2024 Honorary Pardes Humanitarian Prize Recipient the Graham Boeckh Foundation
The Graham Boeckh Foundation (GBF) is a private foundation created in 1990 by J. Anthony Boeckh, his wife Raymonde and his family to honor their son who died from complications related to schizophrenia in 1986. Its mission is to change the mental health care system, help save lives and improve outcomes for Canadian families. The Boeckh Foundation has done this primarily by focusing on the development of Integrated Youth Services hubs across all the Canadian provinces and territories, including in cities, rural and remote areas, and Indigenous communities. Integrated Youth Services provides a holistic suite of services that are easily accessible to youth aged 12 through 25. The collection of data from the hubs is a key component in the Foundation’s drive to create a learning health care system that will greatly improve the delivery of services to patients and families suffering from psychiatric illnesses.

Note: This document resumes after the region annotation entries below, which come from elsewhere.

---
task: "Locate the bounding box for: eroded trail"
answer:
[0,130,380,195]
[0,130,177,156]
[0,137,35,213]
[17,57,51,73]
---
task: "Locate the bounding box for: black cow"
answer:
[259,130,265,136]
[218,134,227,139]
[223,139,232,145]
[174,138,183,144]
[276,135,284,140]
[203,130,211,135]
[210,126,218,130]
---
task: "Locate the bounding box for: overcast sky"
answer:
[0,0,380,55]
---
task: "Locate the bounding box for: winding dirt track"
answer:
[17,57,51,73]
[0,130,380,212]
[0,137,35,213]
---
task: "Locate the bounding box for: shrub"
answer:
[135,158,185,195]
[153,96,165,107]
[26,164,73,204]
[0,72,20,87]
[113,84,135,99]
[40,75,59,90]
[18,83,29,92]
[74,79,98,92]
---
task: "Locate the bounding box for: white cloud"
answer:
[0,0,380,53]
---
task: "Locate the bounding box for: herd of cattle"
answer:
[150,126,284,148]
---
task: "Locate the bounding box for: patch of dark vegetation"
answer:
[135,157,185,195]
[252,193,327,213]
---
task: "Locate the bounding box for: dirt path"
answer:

About the Brain & Behavior Research Foundation
The Brain & Behavior Research Foundation awards research grants to develop improved treatments, cures, and methods of prevention for mental illness. These illnesses include addiction, ADHD, anxiety, autism, bipolar disorder, borderline personality disorder, depression, eating disorders, OCD, PTSD, and schizophrenia, as well as research on suicide prevention. Since 1987, the Foundation has awarded more than $461 million to fund more than 5,600 leading scientists around the world. 100% of every dollar donated for research is invested in research. BBRF operating expenses are covered by separate foundation grants. BBRF is the producer of the Emmy® nominated public television series Healthy Minds with Dr. Jeffrey Borenstein, which aims to remove the stigma of mental illness and demonstrate that with help there is hope.